By drewsup on 6/21/2010 1:25:40 PM , Rating: 2
It kinda creeps me out, these small bio-mimetic droids they keep cooking up.
How about this,
One the size a fly with a micro injector full of, (pick the most horrible poison you can think of), that you can pilot right onto a sleeping "target", deliver the "payload" then pilot back out through a rip in a screen window/cracked doorway.
And you don't think the military hasn't thought of this??

I just hope they can't get through my tinfoil hat!




RE: Call me paranoid, but...
By Harinezumi on 6/21/2010 3:46:55 PM , Rating: 2
Add cameras and microphones to them, and you've won the war on terror.

Imagine saturating Pakistan's tribal territories with these.

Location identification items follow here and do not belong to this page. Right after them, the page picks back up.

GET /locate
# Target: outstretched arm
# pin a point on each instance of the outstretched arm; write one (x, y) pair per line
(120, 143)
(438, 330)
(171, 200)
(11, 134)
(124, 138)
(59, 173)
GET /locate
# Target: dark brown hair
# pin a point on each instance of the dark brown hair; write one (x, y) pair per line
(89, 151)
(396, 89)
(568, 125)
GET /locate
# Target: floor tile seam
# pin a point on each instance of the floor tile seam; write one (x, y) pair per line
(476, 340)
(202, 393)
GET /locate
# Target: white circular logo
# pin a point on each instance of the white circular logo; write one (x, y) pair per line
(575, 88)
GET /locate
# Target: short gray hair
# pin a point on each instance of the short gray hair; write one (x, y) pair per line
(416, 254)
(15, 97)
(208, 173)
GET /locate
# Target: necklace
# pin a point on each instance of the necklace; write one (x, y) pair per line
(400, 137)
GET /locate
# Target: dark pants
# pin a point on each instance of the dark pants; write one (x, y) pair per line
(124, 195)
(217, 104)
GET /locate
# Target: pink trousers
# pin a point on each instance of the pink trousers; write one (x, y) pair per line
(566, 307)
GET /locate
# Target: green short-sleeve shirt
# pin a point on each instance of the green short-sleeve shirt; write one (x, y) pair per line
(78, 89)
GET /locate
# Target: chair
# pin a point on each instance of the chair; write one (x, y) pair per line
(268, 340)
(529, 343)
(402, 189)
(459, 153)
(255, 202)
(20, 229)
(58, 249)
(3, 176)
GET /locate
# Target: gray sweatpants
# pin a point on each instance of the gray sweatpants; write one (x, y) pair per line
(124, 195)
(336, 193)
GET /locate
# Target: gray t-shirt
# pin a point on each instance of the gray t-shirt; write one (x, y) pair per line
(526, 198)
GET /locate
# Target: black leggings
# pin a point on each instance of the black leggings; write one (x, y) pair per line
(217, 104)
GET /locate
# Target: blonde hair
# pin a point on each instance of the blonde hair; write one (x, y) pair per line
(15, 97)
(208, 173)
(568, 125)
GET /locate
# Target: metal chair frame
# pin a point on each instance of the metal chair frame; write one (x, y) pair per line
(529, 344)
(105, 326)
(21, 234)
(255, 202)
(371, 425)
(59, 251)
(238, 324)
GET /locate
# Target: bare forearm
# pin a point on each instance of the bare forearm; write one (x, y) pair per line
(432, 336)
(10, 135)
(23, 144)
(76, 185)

By 91TTZ on 6/21/2010 3:52:35 PM , Rating: 3
I see an old myth being repeated constantly in this thread. The myth states that you need an airfoil shape in order to generate lift, which is totally incorrect.

Read up:

http://warp.povusers.org/grrr/airfoilmyth.html

http://www.allstar.fiu.edu/aero/airflylvl3.htm




..don't glide?
By chochosan on 6/21/2010 10:01:44 AM , Rating: 2
Some butterflies DO glide on air currents.




WOMD?
By PsychoPif on 6/21/2010 12:44:28 PM , Rating: 1
So they are trying to create a tsunami?